We have learned quickly that we should automate the whole process of test pipelines… Manual installations of full clusters were taking a few hours for experienced technician (yes! even with salt playbooks!).

All actions from Virtual Machine creation, bootstrapping Configuration Management, setting up user management, harden operating systems, installation of so needed by developers Kubernetes Cluster and finally run tests ended up on Jenkins.

Let me mention here some of the technologies that have been used to execute this enormous CI and the obstacles we have met.

Our conclusions:

  1. When various security certifications are on a company plate it is not trivial to use assets as they were created in the first place.
  2. Migration to the cloud services should be deeply analysed and described in terms of what approach should be used.
  3. Cloud is not a magic box that will cure all company ills but it helps to regulate processes and achieve goals quicker.
  4. Lots of functionalities are not covered by native cloud services.

Cloud migration is a process that does not have a strict end.

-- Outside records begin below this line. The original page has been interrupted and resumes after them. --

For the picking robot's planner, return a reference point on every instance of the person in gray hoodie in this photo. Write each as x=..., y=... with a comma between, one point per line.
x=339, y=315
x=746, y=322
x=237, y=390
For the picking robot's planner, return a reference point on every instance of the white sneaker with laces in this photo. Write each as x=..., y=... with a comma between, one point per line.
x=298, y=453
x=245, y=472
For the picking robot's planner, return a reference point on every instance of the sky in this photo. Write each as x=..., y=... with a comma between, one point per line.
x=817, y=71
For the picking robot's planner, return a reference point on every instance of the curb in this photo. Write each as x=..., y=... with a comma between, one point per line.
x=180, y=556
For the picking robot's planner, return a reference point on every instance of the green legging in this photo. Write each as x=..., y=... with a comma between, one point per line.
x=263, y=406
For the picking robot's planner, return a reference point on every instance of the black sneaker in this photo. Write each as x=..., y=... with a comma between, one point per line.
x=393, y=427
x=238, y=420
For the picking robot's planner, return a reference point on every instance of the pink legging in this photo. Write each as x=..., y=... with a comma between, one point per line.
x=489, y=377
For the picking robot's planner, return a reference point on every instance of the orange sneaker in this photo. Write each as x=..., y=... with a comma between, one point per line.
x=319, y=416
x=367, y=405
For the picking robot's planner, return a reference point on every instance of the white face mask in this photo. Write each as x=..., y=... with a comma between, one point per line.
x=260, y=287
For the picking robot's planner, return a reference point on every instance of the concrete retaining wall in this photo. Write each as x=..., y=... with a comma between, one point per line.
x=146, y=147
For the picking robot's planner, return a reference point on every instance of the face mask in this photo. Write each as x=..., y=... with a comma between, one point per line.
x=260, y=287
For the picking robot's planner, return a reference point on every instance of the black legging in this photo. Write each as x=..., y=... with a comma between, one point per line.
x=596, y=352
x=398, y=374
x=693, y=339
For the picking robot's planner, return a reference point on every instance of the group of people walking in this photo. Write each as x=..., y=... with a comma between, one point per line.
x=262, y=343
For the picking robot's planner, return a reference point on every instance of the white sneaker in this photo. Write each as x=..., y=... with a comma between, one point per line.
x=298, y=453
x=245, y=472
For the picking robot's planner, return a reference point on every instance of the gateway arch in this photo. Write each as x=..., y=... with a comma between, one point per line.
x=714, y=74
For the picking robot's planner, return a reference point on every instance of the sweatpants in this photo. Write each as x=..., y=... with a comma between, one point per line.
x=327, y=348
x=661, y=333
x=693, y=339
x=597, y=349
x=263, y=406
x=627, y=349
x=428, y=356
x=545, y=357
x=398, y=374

Continuous Improvement plans will always fill warm (or even hot) backlog cup. All changes that inclusively push us to the cloud that are planned should be considered as opportunities and risks at the same time – such a challenging process is testing a company’s agility level, open minds of architects and all technicians around them.

I really like the wind of clouds nowadays, it makes me happy for all journeys and adventures ahead of me.